Schulz's petulance was matched by the arrogant sanctimony of Presiding Judge William Bain, who said that the "message" imparted by caging an innocent farmer for the "crime" of being assaulted by a uniformed tax-feeder was that "if you get in a fight with a cop you're going to go to prison."

Actually, the "message" delivered by Bain and Schulz – and tacitly endorsed by Sheriff Maketa – was that when a police officer decides to murder someone, the individual targeted for that act of official violence has a duty to die. Should the victim survive the assault, he will be sent to prison.

According to Goss's family, the farmer has filed an appeal – but this will avail them nothing, even if it succeeds.

"This really seems kind of pointless, because by the time the appeal is through, David will probably have finished his sentence," one source close to the family told Pro Libertate in an interview last summer.

His family declines to discuss the case on record out of fear that public criticism of the Colorado "justice" system may result in a retaliatory prison assignment that could endanger the health and safety of the 54-year-old farmer.

Because the purported "victim" in this matter was a police officer, Goss was taken directly from the courthouse to a cell. Not content to see his victim incarcerated, Schulz is also seeking to ruin his family financially: The deputy, who claims that he will "never recover" from the physical and psychological trauma of his encounter with Goss, has filed a lawsuit against his victim.

Despite his supposedly incapacitating injuries, Schulz – a shameless perjurer whose behavior suggests a capacity for pathological violence – remains on duty. In fact, Sheriff Maketa considers Schulz a hero and exemplar: Schulz was awarded a Medal of Valor for his attempt to murder David Goss (see page 38 of the department's 2011 Annual Report).

For all of his posturing as a Second Amendment stalwart, Sheriff Maketa obviously doesn't believe that citizens have a right to armed self-defense against government-sanctioned lethal violence. If he is willing to countenance the imprisonment of an innocent citizen whose only "crime" was to disarm a deputy who attempted to kill him, Maketa obviously isn't going to defend the rights of a citizen who actually uses a firearm to protect himself against criminal aggression by a law enforcement officer.

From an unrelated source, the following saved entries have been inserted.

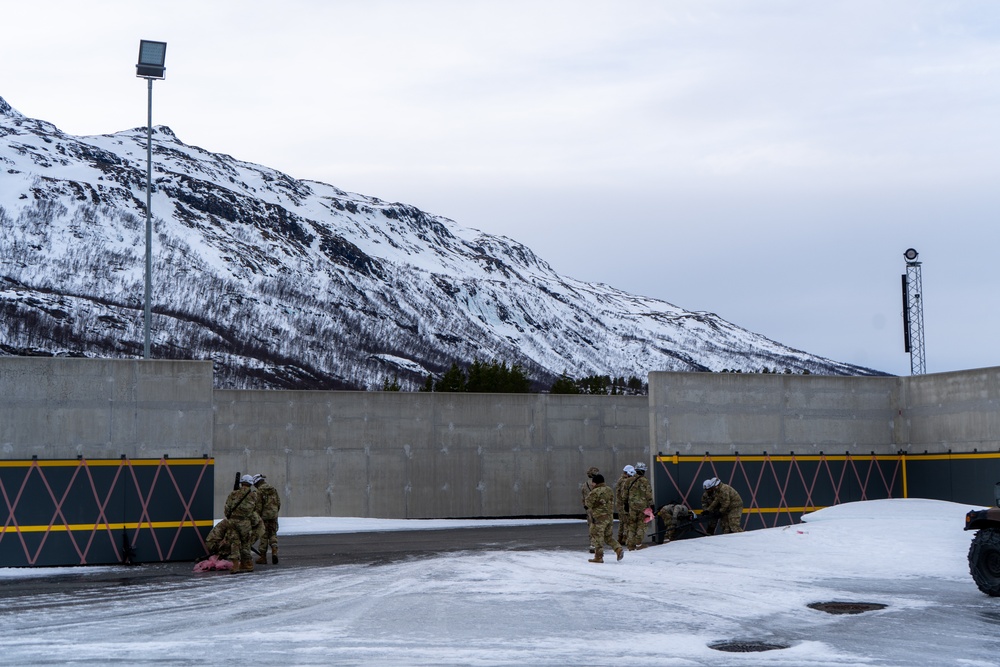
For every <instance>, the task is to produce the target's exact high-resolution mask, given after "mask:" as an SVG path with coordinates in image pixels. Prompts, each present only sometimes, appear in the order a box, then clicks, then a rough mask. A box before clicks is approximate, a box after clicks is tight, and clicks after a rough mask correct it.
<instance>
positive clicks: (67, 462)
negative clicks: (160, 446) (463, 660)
mask: <svg viewBox="0 0 1000 667" xmlns="http://www.w3.org/2000/svg"><path fill="white" fill-rule="evenodd" d="M81 463H83V464H86V466H88V467H99V466H105V467H116V466H122V465H132V466H158V465H160V464H161V463H165V464H166V465H168V466H175V465H176V466H195V465H197V466H201V465H206V464H208V465H215V459H166V460H161V459H86V460H81V459H44V460H43V459H39V460H38V461H25V460H21V461H0V468H30V467H31V466H33V465H38V466H39V467H41V468H75V467H77V466H79V465H80V464H81Z"/></svg>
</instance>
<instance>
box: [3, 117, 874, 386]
mask: <svg viewBox="0 0 1000 667" xmlns="http://www.w3.org/2000/svg"><path fill="white" fill-rule="evenodd" d="M0 166H2V173H0V229H2V234H0V354H68V355H83V356H110V357H141V356H142V352H143V350H142V348H143V337H144V334H143V312H144V304H143V299H144V289H145V288H144V284H145V283H144V270H145V220H146V128H144V127H143V128H136V129H133V130H128V131H124V132H118V133H115V134H107V135H100V136H88V137H75V136H70V135H67V134H65V133H64V132H61V131H60V130H59V129H58V128H56V127H55V126H54V125H52V124H51V123H47V122H45V121H42V120H34V119H30V118H26V117H25V116H23V115H22V114H20V113H18V112H17V111H16V110H14V109H13V108H12V107H11V106H10V105H9V104H7V102H5V101H4V100H3V99H2V98H0ZM153 181H154V192H153V198H152V212H153V222H154V225H153V281H152V283H153V296H152V299H151V303H152V310H153V318H152V327H151V330H152V356H153V357H155V358H172V359H191V358H194V359H212V360H214V361H215V366H216V384H217V386H219V387H237V388H269V387H276V388H277V387H281V388H372V387H377V386H381V384H382V382H383V380H385V379H390V380H391V379H392V378H393V377H398V379H399V381H400V383H401V384H402V385H403V386H404V388H413V387H415V386H417V385H419V384H422V383H423V381H424V379H425V378H426V377H427V375H428V374H435V375H438V374H440V373H441V372H443V371H444V370H446V369H447V368H448V367H450V366H451V364H452V363H453V362H458V363H459V365H463V364H465V363H468V362H471V361H472V360H474V359H480V360H482V361H491V360H500V361H503V362H505V363H507V364H510V365H513V364H520V365H521V366H522V368H523V369H524V370H525V372H526V374H527V375H528V376H529V377H530V378H531V379H532V380H533V381H534V382H535V383H536V386H537V387H539V388H544V387H547V386H548V385H549V384H551V382H552V380H553V379H554V378H555V377H557V376H558V375H559V374H561V373H563V372H565V373H568V374H569V375H570V376H573V377H577V378H579V377H583V376H587V375H605V374H606V375H611V376H613V377H618V376H622V377H628V376H632V375H636V376H638V377H640V378H644V377H645V374H646V373H647V372H648V371H651V370H690V371H706V370H707V371H720V370H723V369H728V370H742V371H759V370H761V369H762V368H768V369H772V370H774V369H776V370H778V371H779V372H784V371H785V370H786V369H788V370H790V371H792V372H795V373H798V372H803V371H808V372H810V373H818V374H828V375H876V374H881V373H878V372H877V371H873V370H871V369H867V368H862V367H858V366H853V365H850V364H844V363H838V362H835V361H831V360H829V359H824V358H821V357H817V356H815V355H810V354H808V353H805V352H802V351H798V350H793V349H791V348H788V347H786V346H784V345H781V344H779V343H776V342H774V341H772V340H769V339H767V338H764V337H763V336H760V335H757V334H754V333H751V332H749V331H746V330H744V329H740V328H739V327H737V326H735V325H733V324H731V323H729V322H726V321H725V320H722V319H720V318H719V317H717V316H715V315H713V314H711V313H708V312H688V311H684V310H681V309H680V308H677V307H675V306H673V305H671V304H669V303H666V302H663V301H658V300H655V299H650V298H645V297H641V296H634V295H631V294H626V293H625V292H622V291H620V290H617V289H614V288H613V287H609V286H607V285H602V284H595V283H587V282H583V281H580V280H575V279H572V278H567V277H564V276H560V275H558V274H557V273H556V272H555V271H553V270H552V268H551V267H550V266H549V265H548V264H546V263H545V262H544V261H543V260H542V259H540V258H539V257H537V256H536V255H535V254H534V253H533V252H532V251H531V250H530V249H529V248H527V247H525V246H523V245H521V244H520V243H517V242H516V241H514V240H512V239H509V238H506V237H502V236H493V235H490V234H485V233H482V232H479V231H477V230H473V229H469V228H466V227H462V226H460V225H459V224H457V223H455V222H453V221H451V220H448V219H446V218H442V217H439V216H435V215H431V214H428V213H424V212H423V211H420V210H418V209H416V208H414V207H412V206H408V205H406V204H399V203H389V202H385V201H381V200H379V199H375V198H373V197H367V196H364V195H358V194H353V193H348V192H344V191H342V190H339V189H337V188H336V187H334V186H332V185H327V184H325V183H319V182H315V181H306V180H298V179H295V178H292V177H290V176H288V175H286V174H283V173H280V172H278V171H275V170H273V169H269V168H267V167H263V166H260V165H256V164H251V163H248V162H242V161H240V160H237V159H235V158H233V157H230V156H228V155H222V154H218V153H211V152H209V151H206V150H204V149H201V148H198V147H196V146H188V145H186V144H184V143H183V142H182V141H180V140H179V139H178V138H177V137H176V136H175V135H174V134H173V132H171V131H170V129H169V128H167V127H163V126H159V127H155V128H154V129H153Z"/></svg>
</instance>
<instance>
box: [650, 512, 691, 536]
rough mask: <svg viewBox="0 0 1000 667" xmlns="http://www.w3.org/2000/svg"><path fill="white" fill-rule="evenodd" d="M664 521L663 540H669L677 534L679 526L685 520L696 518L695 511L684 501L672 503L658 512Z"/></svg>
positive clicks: (685, 520)
mask: <svg viewBox="0 0 1000 667" xmlns="http://www.w3.org/2000/svg"><path fill="white" fill-rule="evenodd" d="M656 516H658V517H660V520H661V521H663V542H664V543H666V542H669V541H670V540H672V539H674V537H676V534H677V527H678V526H679V525H680V524H681V523H682V522H685V521H693V520H694V512H692V511H691V509H690V508H689V507H688V506H687V505H685V504H684V503H671V504H669V505H664V506H663V507H661V508H660V511H658V512H657V513H656Z"/></svg>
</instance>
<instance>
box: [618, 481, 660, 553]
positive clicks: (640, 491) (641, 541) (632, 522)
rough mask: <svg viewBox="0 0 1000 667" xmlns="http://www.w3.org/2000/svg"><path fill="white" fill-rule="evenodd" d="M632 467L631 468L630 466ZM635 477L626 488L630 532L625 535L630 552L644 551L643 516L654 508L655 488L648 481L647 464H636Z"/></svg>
mask: <svg viewBox="0 0 1000 667" xmlns="http://www.w3.org/2000/svg"><path fill="white" fill-rule="evenodd" d="M628 467H631V466H628ZM634 470H635V477H633V478H632V479H631V480H629V481H628V483H627V484H626V487H625V494H624V495H625V510H626V512H627V514H628V527H627V528H628V530H627V532H626V533H625V546H627V547H628V550H629V551H632V550H634V549H644V548H645V547H646V545H645V544H644V541H645V539H646V520H645V517H644V516H643V515H644V514H645V512H646V508H647V507H648V508H652V507H653V487H652V486H650V484H649V480H648V479H646V464H645V463H643V462H642V461H639V462H638V463H636V464H635V468H634Z"/></svg>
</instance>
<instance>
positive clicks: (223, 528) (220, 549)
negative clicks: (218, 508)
mask: <svg viewBox="0 0 1000 667" xmlns="http://www.w3.org/2000/svg"><path fill="white" fill-rule="evenodd" d="M228 532H229V521H228V520H226V519H223V520H222V521H220V522H219V523H217V524H215V526H214V527H213V528H212V530H210V531H209V532H208V536H207V537H205V548H206V549H208V553H209V555H214V556H217V557H219V558H225V557H226V556H228V555H229V543H228V542H226V534H227V533H228Z"/></svg>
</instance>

Like most sheriffs across the country, Maketa is eager to deploy SWAT teams on the flimsiest of pretexts. A few weeks ago he dispatched three SWAT operators to arrest Catherene Wilson, a five-foot-three, silver-haired, 56-year-old grandmother, who was held for five days in the El Paso County Jail because of an erroneous extradition order filed by a law enforcement agency in Orlando, Florida. The order was generated by a 35-year-old credit card conviction, for which she completed a term of five years’ probation decades ago.

Wilson's husband Jim repeatedly attempted to contact Sheriff Maketa, only to be studiously ignored. With the expensive help of attorneys from Florida and Colorado, Wilson was released and the charges against her were dismissed – twelve days after she was able to document that the warrant was invalid.

If the family hadn't possessed the material resources to hire legal help, Mrs. Wilson – whose nickname is "Abuelita" ("Little Grandmother") – would probably still be in jail.

If, on the other hand, she had tried to defend herself from the armed strangers who abducted her without just cause, Abuelita would either be dead, or headed to prison. And the sheriff who dispatched the kidnappers would probably give them a commendation.

In his recent message to constituents, Sheriff Maketa said that the government should focus its attention on "those who are most likely to commit acts of violence and not target the law abiding patriots of our nation." The real danger to the public, he pointed out, is not private gun owners but rather "individuals who demonstrate violent or homicidal ideations."

Maketa had an opportunity to take an individual meeting that description off the street. Instead, he kept him in uniform and gave him a medal.